Final Project — Exploring and Modeling Life Science Data with AI Agents

⚠️ Note: This is a draft project plan. Details (including deadlines, deliverables, and evaluation criteria) may change. Updates will be announced on the course website and in class.


Welcome to the final project of DDLS 2025.
This is your opportunity to demonstrate what you have learned throughout the course:

  • Working with real biological datasets.
  • Using AI agents (e.g., Gemini-CLI, ChatGPT, Perplexity) to assist in exploration, coding, and analysis.
  • Designing and evaluating models for meaningful scientific tasks.
  • Making your work more accessible and reusable by wrapping it as a web application or MCP tool.
  • Critically reflecting on AI’s role in scientific discovery.
  • Practicing FAIR and open science principles in your work.

Working Arrangements

Individual vs. Pair Work:

  • You may choose to work individually or in pairs (teams of 2 students).
  • If working in pairs: Projects can complement each other and students can collaborate on data exploration, model development, and technical implementation.
  • Individual accountability: Each student must complete all three phases of the project (exploration, modeling, and accessibility wrapping) and demonstrate individual mastery of the learning objectives.
  • Individual submissions: Each student must submit their own project report that clearly highlights their specific contributions, analysis, and reflections.
  • Pair coordination: If working in pairs, coordinate your project plans during Step 1 to ensure complementary approaches (e.g., different models, evaluation metrics, or accessibility implementations on related datasets or scientific questions).

The project is divided into two steps:


Step 1 — Project Plan & Validation (Due: Oct 6, 2025)

Before you begin, you must submit a project plan for validation.
This ensures that your project is relevant, novel, feasible, and not too close to what has already been done in the computer labs.

Project Choice Criteria

Your project plan will be approved only if it is:

  • Not too easy (must go beyond trivial workflows or toy problems).
  • Not too close to computer lab exercises.
  • Not too hard / compute-heavy (should run on reasonable hardware, e.g., Google Colab).
  • Technically sound (analysis steps and methods make sense).
  • Feasible (can be completed in ~2–3 weeks).
  • Relevant to a real scientific problem.
  • Shows novelty (not just reproducing a tutorial, but bringing something creative and realistic).

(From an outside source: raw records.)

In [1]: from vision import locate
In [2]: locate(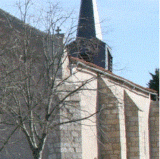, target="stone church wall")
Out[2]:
[149,101,159,159]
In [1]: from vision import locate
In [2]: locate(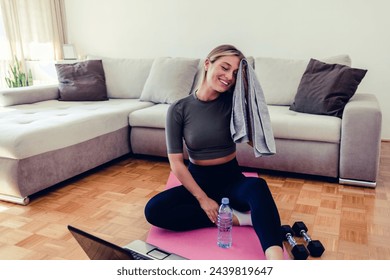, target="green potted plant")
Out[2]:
[5,57,33,88]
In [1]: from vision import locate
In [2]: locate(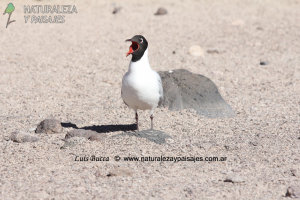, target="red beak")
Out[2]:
[126,45,133,57]
[125,39,140,57]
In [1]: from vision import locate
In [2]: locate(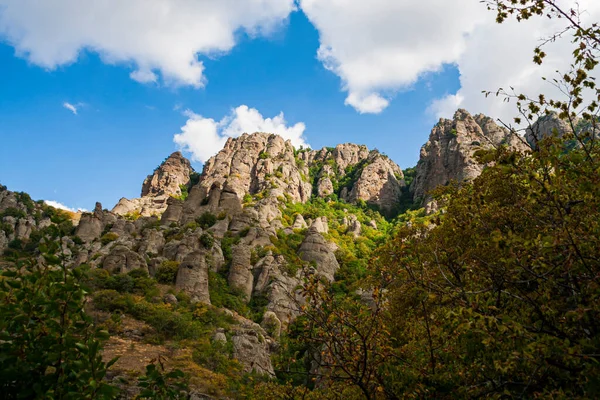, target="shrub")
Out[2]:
[0,258,118,399]
[154,260,179,284]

What to Submit (max 3 pages + appendix)

  1. Scientific Question & Dataset (combined)

    • Start with a rough idea or problem you are interested in.
    • Use a GenAI tool (Gemini, Perplexity, ChatGPT, etc.) to brainstorm possible scientific questions and relevant datasets, use “deep research” features to do broad investigation to understand the landscape.
    • Arrive at a refined dataset + scientific question to work on.
    • You will need to also investigate:
      • What datasets are available and accessible?
      • What is their license/ethics status?
      • Why is the problem scientifically relevant?
      • What kind of task (classification, clustering, regression, etc.) is appropriate?
    • Clearly document the dataset name, source (URL/reference), size, and chosen subset (if needed).
    • Appendix requirement: attach the AI “deep research” transcript/report showing your brainstorming process, with both your inputs and the agent’s outputs.
  2. Exploration Goals

    • At least 3 dataset exploration questions that are important to understand before working on the model training.
    • Examples: data size, types, value range, missing values, distributions, class balance, correlations.
  3. Proposed Model & Evaluation

    • Planned baseline model, and a few potential improvements.
    • Planned evaluation metric(s).
    • What “good performance” would mean for your task.
  4. Accessibility Plan

    • How will you make your final workflow accessible to others?
      You can choose between:
      • Option A: Wrapping your pipeline as a web application to allow user load data, run inference, display inference and evaluation results.
      • Option B: Wrapping the final workflow into a MCP toolset with tools such as:
        • Load data
        • Run model inference
        • Show results
        • Evaluate model
    • Important: Your web app or MCP tools, as well as your GitHub repository, must be made public.
    • These outcomes will be showcased on the course website and used as demonstrations for SciLifeLab researchers and beyond.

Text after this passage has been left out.